A tendência é de massificação da interação com as companhias digitais “perfeitas”, como chatbots, assistentes de voz e avatares, livres dos nossos humanos defeitos. A tal “virtual companionship” tem um capítulo dedicado por Rohit Bhargava no ótimo livro The future normal – cujo subtítulo é como vamos viver, trabalhar e prosperar na próxima década, em tradução livre. “E se você pudesse desenvolver um relacionamento significativo com um aplicativo ou um robô?”, questiona. Embora as entidades virtuais possam oferecer benefícios em termos de engajamento do cliente e criação de relacionamentos, também há riscos significativos a serem analisados. Um deles é a dependência emocional.
Bhargava observa que as pessoas podem se tornar tão dependentes que podem negligenciar as conexões humanas reais e, em última análise, prejudicar a saúde mental e emocional. Ele ainda adverte empresas a serem cuidadosas ao criar essas entidades virtuais, para garantir ética, privacidade, segurança e outras responsabilidades, além de evitar prejuízo aos usuários. As companhias precisam estar cientes de que esses relacionamentos virtuais não substituem as conexões humanas reais e devem ser vistos como complementares.

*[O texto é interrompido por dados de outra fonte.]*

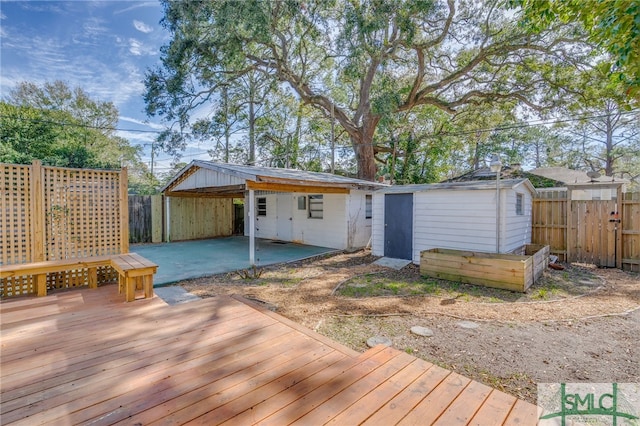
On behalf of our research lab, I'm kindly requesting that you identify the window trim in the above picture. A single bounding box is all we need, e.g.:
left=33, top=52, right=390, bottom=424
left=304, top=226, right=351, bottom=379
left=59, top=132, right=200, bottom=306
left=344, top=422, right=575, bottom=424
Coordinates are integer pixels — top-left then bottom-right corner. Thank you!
left=256, top=197, right=267, bottom=216
left=307, top=194, right=324, bottom=219
left=364, top=194, right=373, bottom=219
left=516, top=192, right=524, bottom=216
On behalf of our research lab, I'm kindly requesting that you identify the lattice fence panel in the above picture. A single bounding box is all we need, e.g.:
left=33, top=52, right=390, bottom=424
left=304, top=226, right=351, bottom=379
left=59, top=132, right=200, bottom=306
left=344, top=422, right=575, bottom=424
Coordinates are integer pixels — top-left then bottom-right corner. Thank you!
left=0, top=164, right=32, bottom=265
left=0, top=164, right=35, bottom=297
left=44, top=167, right=121, bottom=260
left=0, top=163, right=128, bottom=298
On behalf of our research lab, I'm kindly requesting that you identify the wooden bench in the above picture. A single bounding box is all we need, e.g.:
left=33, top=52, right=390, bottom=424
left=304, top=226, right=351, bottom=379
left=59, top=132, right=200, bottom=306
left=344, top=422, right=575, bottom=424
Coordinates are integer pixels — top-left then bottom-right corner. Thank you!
left=111, top=253, right=158, bottom=302
left=0, top=253, right=158, bottom=302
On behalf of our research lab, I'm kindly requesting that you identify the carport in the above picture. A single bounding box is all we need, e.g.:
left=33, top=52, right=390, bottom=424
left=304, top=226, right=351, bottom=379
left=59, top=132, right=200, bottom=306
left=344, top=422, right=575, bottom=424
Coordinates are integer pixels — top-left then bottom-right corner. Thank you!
left=162, top=160, right=385, bottom=265
left=131, top=237, right=335, bottom=287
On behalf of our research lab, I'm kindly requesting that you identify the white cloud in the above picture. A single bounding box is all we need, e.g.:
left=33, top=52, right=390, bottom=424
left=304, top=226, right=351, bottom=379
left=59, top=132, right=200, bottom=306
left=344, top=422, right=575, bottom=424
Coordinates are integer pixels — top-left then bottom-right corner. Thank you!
left=133, top=19, right=153, bottom=34
left=129, top=38, right=158, bottom=56
left=118, top=115, right=166, bottom=130
left=113, top=1, right=160, bottom=15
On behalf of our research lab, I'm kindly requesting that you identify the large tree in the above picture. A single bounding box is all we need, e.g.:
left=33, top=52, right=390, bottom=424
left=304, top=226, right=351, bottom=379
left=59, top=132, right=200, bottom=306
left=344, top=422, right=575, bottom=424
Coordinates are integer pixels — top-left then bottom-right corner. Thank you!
left=146, top=0, right=583, bottom=179
left=509, top=0, right=640, bottom=95
left=0, top=81, right=139, bottom=168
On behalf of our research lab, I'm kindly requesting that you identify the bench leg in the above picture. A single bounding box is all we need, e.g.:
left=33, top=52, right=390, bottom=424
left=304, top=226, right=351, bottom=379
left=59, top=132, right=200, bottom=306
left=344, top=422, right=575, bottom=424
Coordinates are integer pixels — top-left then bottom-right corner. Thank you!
left=142, top=274, right=153, bottom=299
left=89, top=268, right=98, bottom=288
left=124, top=275, right=136, bottom=302
left=33, top=274, right=47, bottom=296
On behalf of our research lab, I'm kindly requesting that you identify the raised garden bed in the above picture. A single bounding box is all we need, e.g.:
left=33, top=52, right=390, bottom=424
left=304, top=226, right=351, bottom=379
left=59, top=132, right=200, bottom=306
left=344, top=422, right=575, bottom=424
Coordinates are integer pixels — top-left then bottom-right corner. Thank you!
left=420, top=244, right=549, bottom=292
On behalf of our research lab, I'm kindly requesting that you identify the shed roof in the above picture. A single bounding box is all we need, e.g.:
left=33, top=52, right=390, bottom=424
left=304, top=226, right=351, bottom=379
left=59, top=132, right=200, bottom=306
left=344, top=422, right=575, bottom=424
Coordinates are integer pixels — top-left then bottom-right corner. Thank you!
left=377, top=179, right=536, bottom=194
left=162, top=160, right=387, bottom=194
left=528, top=167, right=629, bottom=185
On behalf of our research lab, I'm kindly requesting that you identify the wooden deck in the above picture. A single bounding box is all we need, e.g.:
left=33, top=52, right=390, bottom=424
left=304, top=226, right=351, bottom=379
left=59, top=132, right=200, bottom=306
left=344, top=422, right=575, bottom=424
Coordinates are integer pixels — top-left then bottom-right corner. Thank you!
left=0, top=285, right=537, bottom=425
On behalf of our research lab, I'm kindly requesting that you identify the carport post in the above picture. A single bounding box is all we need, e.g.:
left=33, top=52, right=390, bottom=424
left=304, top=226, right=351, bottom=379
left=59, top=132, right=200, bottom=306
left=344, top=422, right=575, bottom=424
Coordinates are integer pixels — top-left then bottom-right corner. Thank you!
left=249, top=189, right=256, bottom=266
left=164, top=196, right=171, bottom=243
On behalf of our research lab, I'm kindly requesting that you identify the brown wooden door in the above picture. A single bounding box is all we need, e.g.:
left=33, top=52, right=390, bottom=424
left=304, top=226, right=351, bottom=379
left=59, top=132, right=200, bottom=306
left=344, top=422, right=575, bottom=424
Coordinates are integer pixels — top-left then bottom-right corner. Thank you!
left=567, top=200, right=621, bottom=268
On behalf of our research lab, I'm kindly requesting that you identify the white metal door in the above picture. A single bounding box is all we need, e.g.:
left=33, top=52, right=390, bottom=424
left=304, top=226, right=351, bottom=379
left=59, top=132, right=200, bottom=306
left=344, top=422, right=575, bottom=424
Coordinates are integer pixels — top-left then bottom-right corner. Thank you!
left=276, top=193, right=293, bottom=241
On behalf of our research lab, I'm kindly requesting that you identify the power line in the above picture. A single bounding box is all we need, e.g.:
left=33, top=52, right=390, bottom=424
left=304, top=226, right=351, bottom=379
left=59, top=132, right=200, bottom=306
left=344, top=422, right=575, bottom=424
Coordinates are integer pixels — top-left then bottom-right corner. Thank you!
left=0, top=109, right=640, bottom=150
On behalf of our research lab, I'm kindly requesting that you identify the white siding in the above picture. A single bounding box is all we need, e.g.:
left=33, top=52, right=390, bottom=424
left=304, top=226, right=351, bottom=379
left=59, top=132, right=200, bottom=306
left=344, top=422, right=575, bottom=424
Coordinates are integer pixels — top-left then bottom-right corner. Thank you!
left=347, top=191, right=372, bottom=248
left=413, top=191, right=496, bottom=263
left=245, top=193, right=350, bottom=249
left=372, top=184, right=532, bottom=264
left=500, top=184, right=533, bottom=252
left=371, top=192, right=384, bottom=256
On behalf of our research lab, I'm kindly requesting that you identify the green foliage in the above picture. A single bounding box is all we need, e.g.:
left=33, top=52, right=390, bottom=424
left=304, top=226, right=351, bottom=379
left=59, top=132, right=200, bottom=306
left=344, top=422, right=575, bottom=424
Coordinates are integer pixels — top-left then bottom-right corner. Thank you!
left=0, top=81, right=153, bottom=190
left=145, top=0, right=591, bottom=182
left=509, top=0, right=640, bottom=98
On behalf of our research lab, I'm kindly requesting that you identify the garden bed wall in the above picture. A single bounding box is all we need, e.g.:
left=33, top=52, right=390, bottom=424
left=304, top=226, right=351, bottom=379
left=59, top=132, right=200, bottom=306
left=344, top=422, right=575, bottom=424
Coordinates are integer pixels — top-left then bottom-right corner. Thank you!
left=420, top=244, right=549, bottom=292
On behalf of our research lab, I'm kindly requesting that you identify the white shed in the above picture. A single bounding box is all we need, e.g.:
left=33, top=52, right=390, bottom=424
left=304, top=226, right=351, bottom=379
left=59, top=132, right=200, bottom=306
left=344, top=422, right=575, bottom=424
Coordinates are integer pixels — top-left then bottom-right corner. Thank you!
left=163, top=161, right=386, bottom=261
left=372, top=179, right=535, bottom=264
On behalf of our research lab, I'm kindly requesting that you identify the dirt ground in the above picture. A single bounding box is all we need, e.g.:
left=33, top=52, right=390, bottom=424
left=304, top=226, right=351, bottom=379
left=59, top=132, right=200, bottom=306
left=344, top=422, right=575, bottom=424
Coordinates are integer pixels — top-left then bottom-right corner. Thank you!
left=180, top=251, right=640, bottom=403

O alerta é ignorado por muitos. Um exemplo é o assustador crescimento do Xiaoice, chatbot desenvolvido pela Microsoft e fenômeno na China, um sucesso graças à programação avançada de inteligência artificial e capacidade de aprendizado de máquina. Parte considerável dos mais de 700 milhões de usuários “namora” com a IA, que age como se fosse uma jovem com seus 20 e poucos anos. Problemático, para dizer o mínimo.
A terapeuta belga Esther Perel compartilhou no SXSW o caso de um paciente que, ao não conseguir uma consulta com ela, criou o BOT Esther, uma IA treinada com os artigos da profissional, para lidar com seus dilemas amorosos. Apesar da inovação, Esther, claro, desincentiva, porque não há respostas certas ou erradas quando se trata de questões complexas. A IA não tem experiência de vida ou memórias emocionais, necessárias para a real interação clínica.
Voltando ao indiano Bhargava, ele diz para não criarmos futuros apocalípticos e sermos otimistas quanto às transformações tecnológicas. Para isso, em minha opinião, não podemos continuar nos limitando a interagir das nossas casas. Além do componente da economia, com vários setores afetados pelo home office, pode haver uma lacuna muito grande nas habilidades de relacionamento entre as pessoas, e esta ficha parece não estar caindo. Não é só presencial, nem tampouco só remoto. Nem tanto, nem tão pouco. Que voltemos a nos arriscar mais, a nos frustrar mais, a nos relacionar mais com as pessoas. Imperfeitas, porém verdadeiras.